After the big meal the previous night, most people aren't in shape to wake up very early in the morning. When they eventually do, the present opening takes place. Sometimes, in large families, instead of giving everybody a present, a gift exchange is common so that each person only gives one gift. Some time before Christmas names will be drawn, so the issue of who gives what gift to whom is resolved. The Christmas meal is re-served from the previous night, since the main focus of Christmas festivities is celebrated on Nochebuena (Christmas Eve).

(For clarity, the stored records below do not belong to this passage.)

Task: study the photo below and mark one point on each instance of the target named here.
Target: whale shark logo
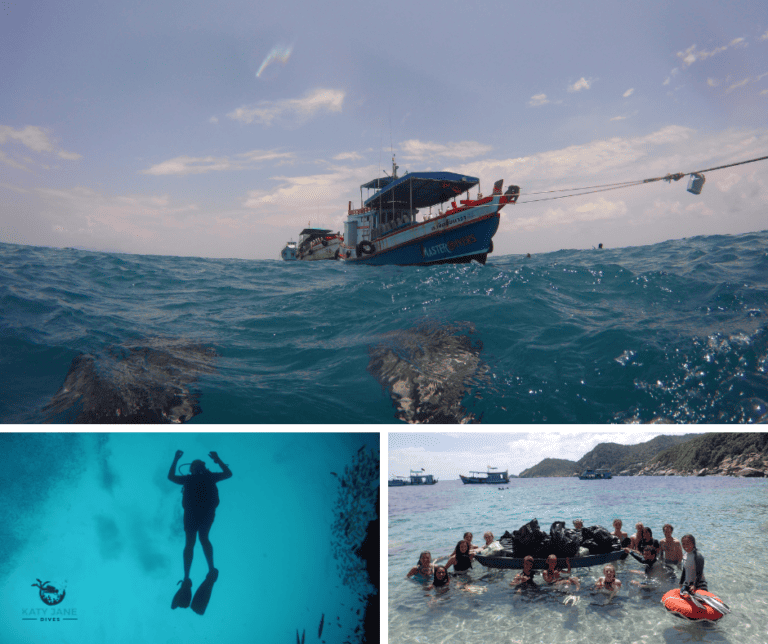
(50, 594)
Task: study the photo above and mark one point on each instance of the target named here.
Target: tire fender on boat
(366, 248)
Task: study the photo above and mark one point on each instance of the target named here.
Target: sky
(222, 129)
(446, 455)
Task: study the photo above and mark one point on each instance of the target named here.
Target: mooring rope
(627, 184)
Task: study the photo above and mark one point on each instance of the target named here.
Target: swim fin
(183, 595)
(203, 593)
(718, 605)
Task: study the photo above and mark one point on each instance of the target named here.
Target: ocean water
(94, 515)
(727, 516)
(675, 331)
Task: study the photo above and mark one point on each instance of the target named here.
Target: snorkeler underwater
(101, 537)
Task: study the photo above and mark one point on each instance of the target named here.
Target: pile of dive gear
(561, 541)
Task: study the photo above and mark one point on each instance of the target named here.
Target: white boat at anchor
(289, 252)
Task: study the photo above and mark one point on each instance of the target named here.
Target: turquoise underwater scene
(675, 331)
(728, 517)
(93, 535)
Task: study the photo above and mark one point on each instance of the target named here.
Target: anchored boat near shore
(417, 477)
(591, 475)
(485, 477)
(385, 230)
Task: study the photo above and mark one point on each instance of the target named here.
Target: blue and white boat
(385, 229)
(593, 475)
(417, 477)
(485, 478)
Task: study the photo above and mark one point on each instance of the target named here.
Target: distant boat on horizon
(416, 478)
(483, 478)
(591, 475)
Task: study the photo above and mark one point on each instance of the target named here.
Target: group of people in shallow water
(657, 557)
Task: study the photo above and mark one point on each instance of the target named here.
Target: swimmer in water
(424, 568)
(693, 566)
(552, 573)
(671, 548)
(617, 532)
(468, 539)
(524, 579)
(608, 580)
(461, 559)
(652, 565)
(441, 578)
(637, 537)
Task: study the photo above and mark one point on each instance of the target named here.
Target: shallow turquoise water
(728, 517)
(95, 514)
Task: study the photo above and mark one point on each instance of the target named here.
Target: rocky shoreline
(744, 465)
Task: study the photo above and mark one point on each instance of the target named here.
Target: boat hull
(459, 238)
(541, 564)
(473, 480)
(318, 251)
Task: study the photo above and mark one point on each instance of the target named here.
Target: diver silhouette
(200, 500)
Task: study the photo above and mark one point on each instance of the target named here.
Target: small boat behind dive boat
(318, 243)
(289, 252)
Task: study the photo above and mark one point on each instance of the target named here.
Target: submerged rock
(133, 383)
(428, 370)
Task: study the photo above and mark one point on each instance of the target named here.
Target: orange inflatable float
(710, 607)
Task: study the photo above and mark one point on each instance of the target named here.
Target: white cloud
(691, 55)
(741, 83)
(184, 165)
(36, 139)
(89, 214)
(413, 149)
(580, 84)
(296, 109)
(601, 209)
(347, 156)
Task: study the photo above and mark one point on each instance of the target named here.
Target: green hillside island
(742, 454)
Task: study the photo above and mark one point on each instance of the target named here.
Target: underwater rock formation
(428, 370)
(133, 383)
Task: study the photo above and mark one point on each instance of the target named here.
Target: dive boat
(385, 229)
(592, 475)
(485, 477)
(416, 478)
(318, 243)
(289, 252)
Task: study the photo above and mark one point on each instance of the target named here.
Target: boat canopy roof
(426, 188)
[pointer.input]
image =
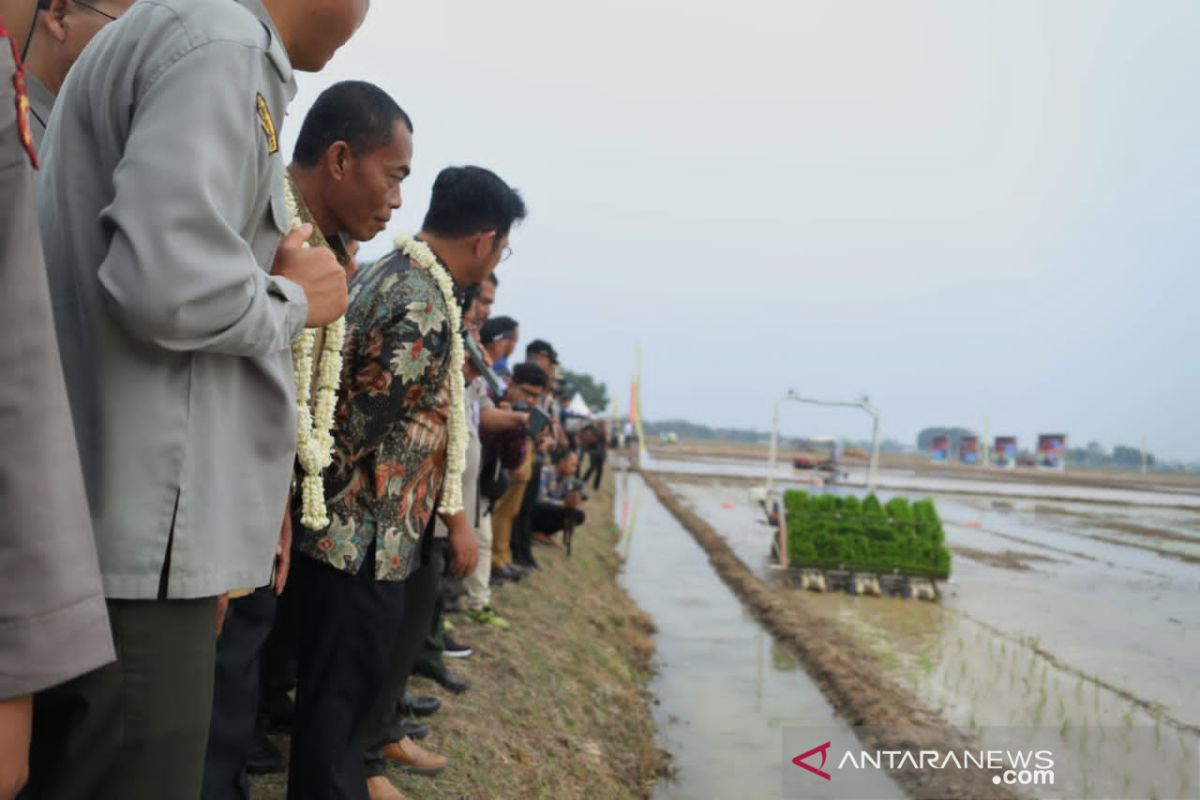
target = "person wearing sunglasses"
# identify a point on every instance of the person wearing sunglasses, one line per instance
(60, 31)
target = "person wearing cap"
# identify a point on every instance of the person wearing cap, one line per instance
(499, 336)
(60, 31)
(53, 620)
(177, 299)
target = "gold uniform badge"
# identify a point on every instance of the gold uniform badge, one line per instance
(264, 119)
(18, 83)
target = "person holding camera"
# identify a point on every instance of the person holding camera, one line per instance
(559, 498)
(507, 464)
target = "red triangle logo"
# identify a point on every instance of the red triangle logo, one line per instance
(825, 752)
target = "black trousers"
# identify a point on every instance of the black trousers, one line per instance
(279, 663)
(137, 728)
(347, 631)
(235, 692)
(551, 518)
(384, 725)
(522, 524)
(441, 559)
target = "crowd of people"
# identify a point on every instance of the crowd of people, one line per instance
(247, 481)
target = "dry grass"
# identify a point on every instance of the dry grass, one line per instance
(558, 705)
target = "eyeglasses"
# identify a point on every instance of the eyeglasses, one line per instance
(91, 7)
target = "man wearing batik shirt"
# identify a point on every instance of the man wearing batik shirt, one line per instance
(391, 433)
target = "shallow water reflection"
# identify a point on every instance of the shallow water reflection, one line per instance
(724, 690)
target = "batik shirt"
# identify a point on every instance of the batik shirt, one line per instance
(391, 425)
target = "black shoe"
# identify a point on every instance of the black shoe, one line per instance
(451, 649)
(442, 677)
(420, 707)
(528, 564)
(415, 729)
(264, 757)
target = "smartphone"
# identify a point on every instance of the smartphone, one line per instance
(477, 358)
(538, 420)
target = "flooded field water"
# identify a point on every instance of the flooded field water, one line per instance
(1059, 614)
(724, 691)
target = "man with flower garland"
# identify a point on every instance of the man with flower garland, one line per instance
(400, 450)
(353, 152)
(175, 305)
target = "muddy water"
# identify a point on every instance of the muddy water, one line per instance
(1080, 633)
(724, 691)
(907, 481)
(1093, 597)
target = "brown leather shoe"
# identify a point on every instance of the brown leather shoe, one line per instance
(381, 788)
(413, 758)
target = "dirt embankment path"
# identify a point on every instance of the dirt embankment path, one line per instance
(558, 705)
(849, 675)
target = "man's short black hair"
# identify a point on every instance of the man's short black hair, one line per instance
(355, 112)
(471, 199)
(529, 374)
(541, 347)
(497, 328)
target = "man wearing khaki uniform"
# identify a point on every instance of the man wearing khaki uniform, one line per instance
(53, 624)
(175, 304)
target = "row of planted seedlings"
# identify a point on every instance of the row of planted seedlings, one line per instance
(843, 539)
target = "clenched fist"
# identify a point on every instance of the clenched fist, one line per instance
(315, 270)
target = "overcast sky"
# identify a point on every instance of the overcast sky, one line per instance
(963, 209)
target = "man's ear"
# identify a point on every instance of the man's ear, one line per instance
(485, 244)
(51, 19)
(337, 160)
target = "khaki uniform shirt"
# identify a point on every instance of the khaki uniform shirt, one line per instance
(161, 206)
(53, 621)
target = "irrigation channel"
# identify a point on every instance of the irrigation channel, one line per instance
(724, 690)
(1073, 621)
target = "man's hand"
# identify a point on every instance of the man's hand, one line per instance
(283, 551)
(315, 270)
(16, 726)
(352, 250)
(463, 545)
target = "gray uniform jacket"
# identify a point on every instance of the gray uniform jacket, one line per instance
(161, 205)
(53, 623)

An important part of Mexican Christmas decorations are the nativity scenes. Instead of just focusing on the stable scene, sometimes the decorations include the surrounding villages and countryside, with the shepherds on their way across fields and rivers. Some of the nativity scenes can be so big that it is difficult to find where the stable is! Decorations are often left up until February 2nd, Dia de la Candelaria.
Los Santos Inocentes
December 28th, Day of the Holy Innocents, is a religious commemoration of King Herod's ordering of the slaughter of all male infants in his kingdom, intended to include the Christ Child. In Mexico it is celebrated as a day akin to April Fool's, an occasion for jokes and pranks. The usual tactic is to approach a friend and ask to borrow cash or some object of value. If fooled by the ploy, the victim may be given a candy or silly gift in return, along with much joking and name calling. So beware, or you may find yourself titled Saint Näive for a day!
New Year's Day
On New Year's, the custom is to eat 12 grapes at midnight, each one on the strike of the bell, for good luck in each one of the following twelve months.
Dia de los Reyes
January 6th is Dia de los Reyes (Three Kings Day), which is great for children, because they receive more presents. In the evening a rosca will be cut, which is a doughnut shaped cake. Hidden inside are small plastic "child Gods." If you discover one of the plastic figurines in your slice of cake, you won't win anything, but you will be buying the tamales on February 2nd, Dia de la Candelaria, Purification Day.